Today, TODAY I will rejoice.

Begin



How lovely is your dwelling place, O Lord of Hosts! My soul longs, yes, faints for the courts of the Lord; my heart and flesh sing for joy to the living God. Even the sparrow finds a home, and the swallow a nest for herself, where she may lay her young, at your alters, O Lord of hosts, my King and my God. Blessed are those who dwell in your house, ever singing your praise! Ps. 84:1-4




1 - 2 - 3 - GO

Write! There it is, the first word of my song. Anyone who has written anything knows what a step that is. Even now, my hands tremble a bit as I FINALLY begin what I feel I was told to do a long. long. long. time ago. I could fill an entire post with why I waited until now but instead, I will rejoice that the first hurdle has been crossed and I have begun! Yes, there have been false starts, and good starts that hit bumps and failed to continue on, but this time I have faith that the One who called me will continue to carry me on this journey I've begun. If I could tell you where it will go I would, but alas, as with many of our journeys, all that is in view is the next step. So we hold our breath, maybe squeeze our eyes closed, and put one step forward. All I know right now is that God put words in me and told me to WRITE. I've started before and was promptly knocked on my rear, effectively ending that journey before it even left the driveway. (more on that later) This time will be different.

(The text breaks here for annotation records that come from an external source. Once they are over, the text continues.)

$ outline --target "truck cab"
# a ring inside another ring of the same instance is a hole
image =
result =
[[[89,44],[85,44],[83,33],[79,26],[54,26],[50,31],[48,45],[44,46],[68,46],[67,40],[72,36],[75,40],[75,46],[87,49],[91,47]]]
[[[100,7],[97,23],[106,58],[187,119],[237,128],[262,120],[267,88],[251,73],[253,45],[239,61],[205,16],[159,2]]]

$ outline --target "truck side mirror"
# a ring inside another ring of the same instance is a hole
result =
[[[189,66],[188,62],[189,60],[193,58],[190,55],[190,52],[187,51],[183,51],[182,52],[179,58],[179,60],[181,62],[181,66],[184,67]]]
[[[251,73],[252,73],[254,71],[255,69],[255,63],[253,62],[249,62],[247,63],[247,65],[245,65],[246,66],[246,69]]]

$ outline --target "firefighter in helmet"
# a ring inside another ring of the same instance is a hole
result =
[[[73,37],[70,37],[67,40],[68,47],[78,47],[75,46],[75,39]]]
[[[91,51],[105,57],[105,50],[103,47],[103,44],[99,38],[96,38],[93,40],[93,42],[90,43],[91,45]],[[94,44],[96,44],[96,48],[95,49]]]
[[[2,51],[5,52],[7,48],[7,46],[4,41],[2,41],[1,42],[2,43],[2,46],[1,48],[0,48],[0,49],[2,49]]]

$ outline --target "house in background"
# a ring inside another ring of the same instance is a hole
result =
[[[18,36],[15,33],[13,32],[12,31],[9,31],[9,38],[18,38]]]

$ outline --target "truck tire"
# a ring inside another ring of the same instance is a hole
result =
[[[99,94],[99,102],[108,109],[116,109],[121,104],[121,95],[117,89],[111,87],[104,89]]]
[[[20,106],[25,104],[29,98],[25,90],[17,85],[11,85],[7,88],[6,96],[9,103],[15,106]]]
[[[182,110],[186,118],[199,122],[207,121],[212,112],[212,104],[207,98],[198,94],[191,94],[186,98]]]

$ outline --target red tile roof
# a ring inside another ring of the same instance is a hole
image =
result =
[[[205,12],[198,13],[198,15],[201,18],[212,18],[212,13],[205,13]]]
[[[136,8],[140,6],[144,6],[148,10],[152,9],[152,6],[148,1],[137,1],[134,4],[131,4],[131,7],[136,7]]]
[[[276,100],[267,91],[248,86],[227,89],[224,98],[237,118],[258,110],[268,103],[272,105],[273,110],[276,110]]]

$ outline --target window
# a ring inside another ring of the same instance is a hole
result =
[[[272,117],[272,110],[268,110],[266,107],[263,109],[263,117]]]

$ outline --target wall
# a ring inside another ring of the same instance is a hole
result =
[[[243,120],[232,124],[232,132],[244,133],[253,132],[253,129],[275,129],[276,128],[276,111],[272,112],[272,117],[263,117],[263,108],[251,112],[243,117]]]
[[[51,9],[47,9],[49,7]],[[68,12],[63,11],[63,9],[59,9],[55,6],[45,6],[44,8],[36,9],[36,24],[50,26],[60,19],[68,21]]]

This time I will write, even when it hurts, even when my mind is screaming that the words are not important- because this time, I will listen to my spirit when it calls to me to write- because someone needs to hear. This time I will sing in the midst of the storm; for myself- to keep my mind on things above, for you- in case you are struggling through that same storm, for God- that He may be glorified in all I do. He spreads His wings so that even the little sparrow may come to Him to find shelter and a place of peace. I will choose to rest there as I quietly begin to trill the beginning of my song. What about you- is there also a song longing to burst from you? Will you join me?